I had telephoned Dr. Cartier from the villa.
That ghastly purple shadow was creeping farther down my poor friend’s brow.
“Shut the door. Sterling,” said Nayland Smith sharply.
I did so.
“Stand by,” he went on, and pointed.
Petrie, who wore a woollen pullover with long sleeves when he was working late, had evidently made an attempt to peel it off just before coma had claimed him.
“You see what he meant to do,” Nayland Smith went on. “God knows what the consequences will be, but it’s his only chance. He must have been fighting it off all day. The swelling in his armpit warned him that the crisis had come.”
He examined the milky liquid in a small glass measure.
“Have you any idea what this is?”
I indicated the broken tube and scattered white powder on the floor.
“A preparation of his own—to which I have heard him refer as ‘654.’ He believed it was a remedy, but he was afraid to risk it on a patient.”
“I wonder?” Sir Denis murmured. “I wonder——”
Stooping, I picked up a fragment of glass to which one of Petrie’s neatly written labels still adhered.
“Look here, Sir Denis!”
He read aloud:
“‘654.’ 1 grm. in 10 c.c. distilled water: intravenous.”
He stared at me hard, then:
“It’s kill or cure,” he rapped. “We have no choice....”

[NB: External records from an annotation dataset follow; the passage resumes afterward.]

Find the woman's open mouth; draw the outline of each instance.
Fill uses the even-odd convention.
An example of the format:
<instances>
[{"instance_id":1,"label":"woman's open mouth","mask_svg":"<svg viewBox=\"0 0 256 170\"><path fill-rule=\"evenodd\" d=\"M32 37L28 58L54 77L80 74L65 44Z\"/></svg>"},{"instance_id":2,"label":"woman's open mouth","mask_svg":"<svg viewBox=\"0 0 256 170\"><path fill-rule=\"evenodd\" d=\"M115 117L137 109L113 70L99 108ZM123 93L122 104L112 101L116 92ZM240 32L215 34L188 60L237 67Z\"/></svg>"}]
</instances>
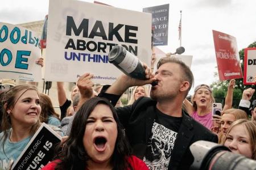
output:
<instances>
[{"instance_id":1,"label":"woman's open mouth","mask_svg":"<svg viewBox=\"0 0 256 170\"><path fill-rule=\"evenodd\" d=\"M98 152L103 152L106 149L106 139L104 137L98 137L94 139L94 146Z\"/></svg>"}]
</instances>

“Shouldn’t we wait for Dr. Cartier?”
“Wait!” His angry glare startled me. “With luck, hell be here in three quarters of an hour. And life or death in this thing is a matter of minutes’. No! Petrie must have his chance. I’m not an expert—but I can do my best....”
I experienced some difficulty in assisting at what followed;
but Nayland Smith, his course set, made the injection as coolly as though he had been used to such work for half a lifetime. When it was done:
“If Petrie survives,” he said quietly, “his own skill will have saved him—not ours. Lay that rug over him. It strikes one as chilly in here.”